Optimizations failing on large macromolecule #200

Open Yoshanuikabundi opened 1 year ago

Yoshanuikabundi commented 1 year ago


During the BespokeFit followup workshop, @rvkrishnan30 pointed out that the S1A ligand takes >24 hours during ForceBalance. I haven't been able to reproduce this yet because my XTB calculations are slow for some reason but I will soon.


I'm attempting to reproduce in this gist


@rvkrishnan30 any details you could provide on this would be great :)

Software versions

rvkrishnan30 commented 1 year ago

Hi @Yoshanuikabundi , as suggested during the follow-up workshop, I loosened the convergence criteria for ForceBalance to check if I get any speed improvement without loss of accuracy.

By changing both convergence objective and convergence step from 0.01 to 1.00, the speed improved from ~40 hrs to ~19 hrs without much loss in accuracy as from the K values and the resultant torsion plots. image

I am sure even this can be further improved in terms of speed without issues and suspect something is taking much longer than it has to slowing down the entire FB fitting process. I see this kind of a behaviour with a few other unrelated ligand molecules too.

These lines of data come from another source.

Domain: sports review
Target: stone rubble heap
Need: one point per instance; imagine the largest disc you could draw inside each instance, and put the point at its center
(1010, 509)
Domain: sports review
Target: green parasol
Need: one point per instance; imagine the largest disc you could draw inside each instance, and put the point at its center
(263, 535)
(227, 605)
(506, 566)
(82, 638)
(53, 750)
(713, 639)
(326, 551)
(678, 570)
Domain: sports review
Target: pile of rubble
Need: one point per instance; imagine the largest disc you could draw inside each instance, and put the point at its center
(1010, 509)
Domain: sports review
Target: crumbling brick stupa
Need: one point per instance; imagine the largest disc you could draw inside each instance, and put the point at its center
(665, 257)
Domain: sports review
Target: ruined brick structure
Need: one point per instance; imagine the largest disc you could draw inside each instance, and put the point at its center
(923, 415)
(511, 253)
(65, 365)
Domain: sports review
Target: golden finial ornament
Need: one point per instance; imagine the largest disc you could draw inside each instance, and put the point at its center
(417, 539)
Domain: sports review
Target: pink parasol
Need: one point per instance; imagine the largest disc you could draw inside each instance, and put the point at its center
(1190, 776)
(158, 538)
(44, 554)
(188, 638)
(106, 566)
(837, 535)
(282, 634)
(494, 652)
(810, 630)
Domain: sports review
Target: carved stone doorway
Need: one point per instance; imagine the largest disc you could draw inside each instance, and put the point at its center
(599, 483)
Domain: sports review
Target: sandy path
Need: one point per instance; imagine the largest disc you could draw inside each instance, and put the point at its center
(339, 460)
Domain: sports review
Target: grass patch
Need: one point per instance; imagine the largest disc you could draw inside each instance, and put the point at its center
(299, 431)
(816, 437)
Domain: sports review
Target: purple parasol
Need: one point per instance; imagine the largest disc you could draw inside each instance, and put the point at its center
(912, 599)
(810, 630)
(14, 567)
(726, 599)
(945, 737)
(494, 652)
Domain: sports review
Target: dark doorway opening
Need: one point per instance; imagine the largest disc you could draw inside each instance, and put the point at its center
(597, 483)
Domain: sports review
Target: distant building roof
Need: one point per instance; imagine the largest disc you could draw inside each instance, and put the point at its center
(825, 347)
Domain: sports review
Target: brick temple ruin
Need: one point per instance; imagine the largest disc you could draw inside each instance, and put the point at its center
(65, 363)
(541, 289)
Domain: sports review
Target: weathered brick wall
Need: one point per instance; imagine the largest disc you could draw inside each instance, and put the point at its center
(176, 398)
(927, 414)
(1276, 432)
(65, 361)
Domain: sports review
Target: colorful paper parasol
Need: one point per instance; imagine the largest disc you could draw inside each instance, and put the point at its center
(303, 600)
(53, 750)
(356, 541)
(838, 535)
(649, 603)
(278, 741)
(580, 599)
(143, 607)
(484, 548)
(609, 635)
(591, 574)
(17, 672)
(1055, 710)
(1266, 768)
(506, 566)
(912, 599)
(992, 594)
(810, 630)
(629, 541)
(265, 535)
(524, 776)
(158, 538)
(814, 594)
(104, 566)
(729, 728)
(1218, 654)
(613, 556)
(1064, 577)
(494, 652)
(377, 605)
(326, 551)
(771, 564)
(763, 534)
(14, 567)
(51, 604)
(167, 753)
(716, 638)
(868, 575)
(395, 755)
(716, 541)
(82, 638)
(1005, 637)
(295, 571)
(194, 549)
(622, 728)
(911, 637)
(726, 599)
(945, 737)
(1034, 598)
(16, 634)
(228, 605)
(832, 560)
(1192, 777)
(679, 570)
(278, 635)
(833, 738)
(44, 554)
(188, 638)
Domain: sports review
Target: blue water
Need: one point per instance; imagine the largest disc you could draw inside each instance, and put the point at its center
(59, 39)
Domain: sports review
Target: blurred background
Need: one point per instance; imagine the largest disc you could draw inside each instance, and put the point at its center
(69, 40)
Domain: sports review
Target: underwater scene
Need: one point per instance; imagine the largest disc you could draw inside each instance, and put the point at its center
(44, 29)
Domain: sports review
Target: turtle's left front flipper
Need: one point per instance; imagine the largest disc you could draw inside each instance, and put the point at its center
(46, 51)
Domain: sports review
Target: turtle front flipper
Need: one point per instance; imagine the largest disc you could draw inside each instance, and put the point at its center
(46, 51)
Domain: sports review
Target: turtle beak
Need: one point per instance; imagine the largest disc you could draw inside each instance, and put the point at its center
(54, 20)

Could you please suggest if there is a better way to debug and narrow down to what's causing the issue, and also possibly what other parameters can be tuned to avoid this behaviour.

Below is my example input file passed to ForceBalance.

$options ffdir forcefield penalty_type L1 jobtype optimize forcefield force-field.offxml

maxstep 10 convergence_step 1.00 convergence_objective 1.00 convergence_gradient 0.01 criteria 2 eig_lowerbound 0.01 finite_difference_h 0.01 penalty_additive 1.0

trust0 -0.25 mintrust 0.05 error_tolerance 1.0 adaptive_factor 0.2 adaptive_damping 1.0 normalize_weights False constrain_charge false

priors ProperTorsions/Proper/k : 6.0 /priors


$target name ligand_fragment_around_22_24 weight 1.0

type TorsionProfile_SMIRNOFF mol2 ligand_fragment_around_22_24.sdf pdb ligand_fragment_around_22_24.pdb coords writelevel 2 attenuate 1

energy_denom 1.0 energy_upper 10.0 $end

j-wags commented 1 year ago

@rvkrishnan30 I'm getting to this today, but I'm unable to reproduce the slow runtime on this molecule - it just ran using an openeye-less env in a little over 1 hour (20 minutes fragmentation, 20 minutes QC generation, 20 minutes parameter optimization) on my macbook air.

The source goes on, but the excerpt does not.